OS/2 Warp’s file data structures including Fnodes, sector runs, B+ trees, and B- trees allow for quick, efficient implementations of operations on files and directories, providing a vast improvement in file system performance over the originally used FAT file system.
Scheduling
The corner stone of a multiprocessing operating system is the scheduling. Scheduling insures that every process has a chance to perform its task on the CPU. The OS/2 uses a preemptive-priority scheduler to handle its multiprocessing ability. The priorities of the OS/2 are broken down into four categories starting with the highest priority which are Time Critical, Server class, Regular class, and the Idle class (Reich, 1995). Each of this priority categories are in turn broken down into 31 different priority queues. A promotion process is implemented as needed to insure that starvation is kept to a minimum. The promotion of a process occurs after a process has waited in the ready queue for three seconds and has not been given a chance to be serviced by the CPU. In the config.sys file, the command Maxwait = n (n being some amount of time in seconds) can be used to increase or decrease the wait for promotion (Halliday, 1989).
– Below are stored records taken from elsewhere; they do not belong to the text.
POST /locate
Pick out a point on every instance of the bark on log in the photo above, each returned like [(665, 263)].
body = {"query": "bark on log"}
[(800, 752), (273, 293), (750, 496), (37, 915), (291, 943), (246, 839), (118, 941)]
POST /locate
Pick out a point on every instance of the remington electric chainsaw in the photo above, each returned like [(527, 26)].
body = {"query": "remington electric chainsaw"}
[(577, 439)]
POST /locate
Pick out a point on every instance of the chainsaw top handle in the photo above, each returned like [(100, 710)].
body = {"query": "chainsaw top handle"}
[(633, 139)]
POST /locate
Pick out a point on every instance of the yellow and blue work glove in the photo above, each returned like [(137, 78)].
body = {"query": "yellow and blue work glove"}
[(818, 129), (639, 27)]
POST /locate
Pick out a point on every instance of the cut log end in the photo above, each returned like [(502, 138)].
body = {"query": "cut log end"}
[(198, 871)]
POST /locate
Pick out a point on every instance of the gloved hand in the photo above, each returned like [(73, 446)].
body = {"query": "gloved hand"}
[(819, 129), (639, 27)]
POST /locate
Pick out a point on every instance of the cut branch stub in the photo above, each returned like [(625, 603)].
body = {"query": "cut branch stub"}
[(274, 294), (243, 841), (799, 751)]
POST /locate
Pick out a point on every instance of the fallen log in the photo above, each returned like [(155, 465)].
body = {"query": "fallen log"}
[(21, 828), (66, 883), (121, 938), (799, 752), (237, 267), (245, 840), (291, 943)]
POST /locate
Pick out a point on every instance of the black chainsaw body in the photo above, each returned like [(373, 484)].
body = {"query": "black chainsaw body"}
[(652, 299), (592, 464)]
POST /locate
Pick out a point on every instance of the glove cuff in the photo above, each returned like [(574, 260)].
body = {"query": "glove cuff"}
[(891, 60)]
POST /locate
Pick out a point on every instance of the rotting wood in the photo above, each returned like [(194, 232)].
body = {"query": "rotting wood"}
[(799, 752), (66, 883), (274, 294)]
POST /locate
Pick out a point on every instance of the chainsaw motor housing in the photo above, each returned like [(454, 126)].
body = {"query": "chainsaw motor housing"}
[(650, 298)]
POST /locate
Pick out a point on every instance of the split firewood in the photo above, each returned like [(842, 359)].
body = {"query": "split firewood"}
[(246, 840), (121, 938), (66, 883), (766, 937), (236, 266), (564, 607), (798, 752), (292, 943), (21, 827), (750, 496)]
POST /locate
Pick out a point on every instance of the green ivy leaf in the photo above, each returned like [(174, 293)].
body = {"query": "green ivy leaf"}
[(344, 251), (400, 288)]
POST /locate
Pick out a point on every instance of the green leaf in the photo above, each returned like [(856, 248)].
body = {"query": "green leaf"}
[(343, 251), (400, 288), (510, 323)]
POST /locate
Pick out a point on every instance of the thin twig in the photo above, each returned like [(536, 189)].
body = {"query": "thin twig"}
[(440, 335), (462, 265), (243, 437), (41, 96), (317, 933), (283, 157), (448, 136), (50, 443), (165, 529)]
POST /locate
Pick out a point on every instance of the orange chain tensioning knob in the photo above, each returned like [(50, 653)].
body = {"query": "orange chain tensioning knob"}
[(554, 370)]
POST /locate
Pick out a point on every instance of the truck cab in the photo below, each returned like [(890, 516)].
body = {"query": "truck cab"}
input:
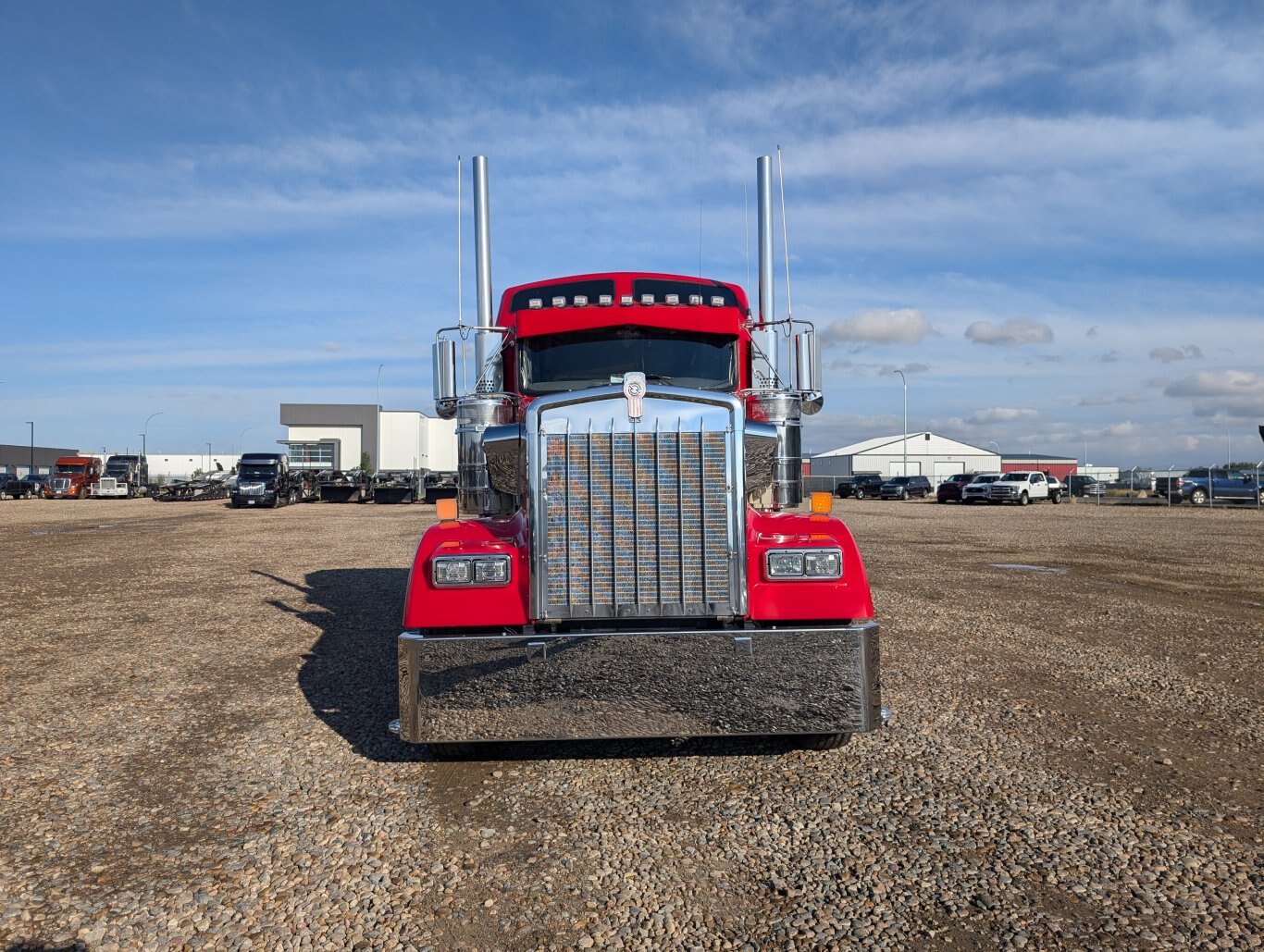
[(125, 476), (627, 555), (72, 478), (263, 480)]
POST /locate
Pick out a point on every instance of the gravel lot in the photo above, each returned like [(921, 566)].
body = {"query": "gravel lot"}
[(193, 751)]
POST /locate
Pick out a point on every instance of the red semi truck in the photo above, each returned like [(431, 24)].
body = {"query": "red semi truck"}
[(627, 555), (72, 478)]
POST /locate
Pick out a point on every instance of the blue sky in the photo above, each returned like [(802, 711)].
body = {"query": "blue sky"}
[(1050, 216)]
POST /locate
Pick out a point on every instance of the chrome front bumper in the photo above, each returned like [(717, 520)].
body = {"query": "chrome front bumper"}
[(638, 684)]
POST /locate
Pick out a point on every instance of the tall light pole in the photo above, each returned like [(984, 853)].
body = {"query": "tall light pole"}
[(144, 440), (377, 451), (905, 421)]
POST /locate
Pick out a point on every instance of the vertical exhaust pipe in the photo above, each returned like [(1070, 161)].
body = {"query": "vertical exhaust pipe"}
[(488, 404), (484, 341), (763, 368), (771, 401)]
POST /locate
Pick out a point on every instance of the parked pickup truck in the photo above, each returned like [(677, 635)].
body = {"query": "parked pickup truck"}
[(1230, 486), (1025, 486)]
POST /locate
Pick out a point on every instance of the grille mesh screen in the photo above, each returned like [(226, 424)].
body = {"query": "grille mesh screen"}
[(638, 524)]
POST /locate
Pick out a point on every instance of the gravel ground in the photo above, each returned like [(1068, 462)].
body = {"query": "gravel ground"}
[(193, 751)]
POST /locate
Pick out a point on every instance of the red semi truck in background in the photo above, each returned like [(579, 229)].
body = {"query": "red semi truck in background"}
[(625, 558), (72, 478)]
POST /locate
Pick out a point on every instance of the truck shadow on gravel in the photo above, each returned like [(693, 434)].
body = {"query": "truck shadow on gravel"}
[(349, 678)]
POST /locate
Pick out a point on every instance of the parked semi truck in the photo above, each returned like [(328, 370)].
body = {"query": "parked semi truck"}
[(265, 479), (72, 478), (625, 556), (127, 476)]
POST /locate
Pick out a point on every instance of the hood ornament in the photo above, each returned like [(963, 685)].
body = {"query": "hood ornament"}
[(634, 389)]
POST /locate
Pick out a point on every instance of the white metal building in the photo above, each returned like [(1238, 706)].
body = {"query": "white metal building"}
[(925, 452), (334, 435)]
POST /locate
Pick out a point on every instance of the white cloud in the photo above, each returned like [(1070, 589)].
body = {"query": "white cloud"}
[(1190, 352), (1000, 414), (880, 327), (1011, 333), (1230, 393)]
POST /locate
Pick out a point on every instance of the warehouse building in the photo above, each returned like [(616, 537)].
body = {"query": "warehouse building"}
[(334, 435), (917, 454), (20, 459)]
Maxwait is but one example of how the scheduler can be manipulated. Using default settings, the scheduler will check to see if there are any other processes of higher priority every time a new process enters the ready queue. The OS/2 has a minimum and a maximum amount of time that a process will stay on the CPU, A process will run uninterrupted for at lest 32 milliseconds. If there is no process of higher priority in the ready queue then the process will run for 248 milliseconds before the scheduler will force the process to give up the CPU. In order to customize scheduling further, to meet individual processing needs, the Timeslice command can be used. Timeslice = x, y (x and y in milliseconds) can be used to change the smallest amount of time the process can have the CPU, regardless of other higher priority processes, and the maximum amount of time the process can have until it is forced to give up the CPU, respectively (Halliday, 1989). The OS/2 scheduler is dynamic in and of it self, when more than one time critical thread is in the ready queue the Timeslice changes to eight milliseconds. The Timeslice command has no effect in this situation. In general the Timeslice option allows for flexibility in scheduling enabling the user to maximize the amount of work done by the CPU, by customizing it for the processes that will run on that machine. In order to make informed decisions about modifications to the default settings of the scheduler, the OS/2 provides commands such as PSTAT. (Stevens, ?) PSTAT, entered at the command prompt, allows the users to get information about the processes that are utilizing the CPU. Information such as, which process and how long they are utilizing the CPU.
Deadlock
Deadlocks in OS/2 are handled by a multitude of mechanisms: Deadlock prevention, deadlock avoidance, and through the implementation of the round-robin schedulingalgorithm as well as the use of semaphores. A combination of these mechanisms ensures that deadlocks are minimized, and the system is discouraged from entering a deadlocked state.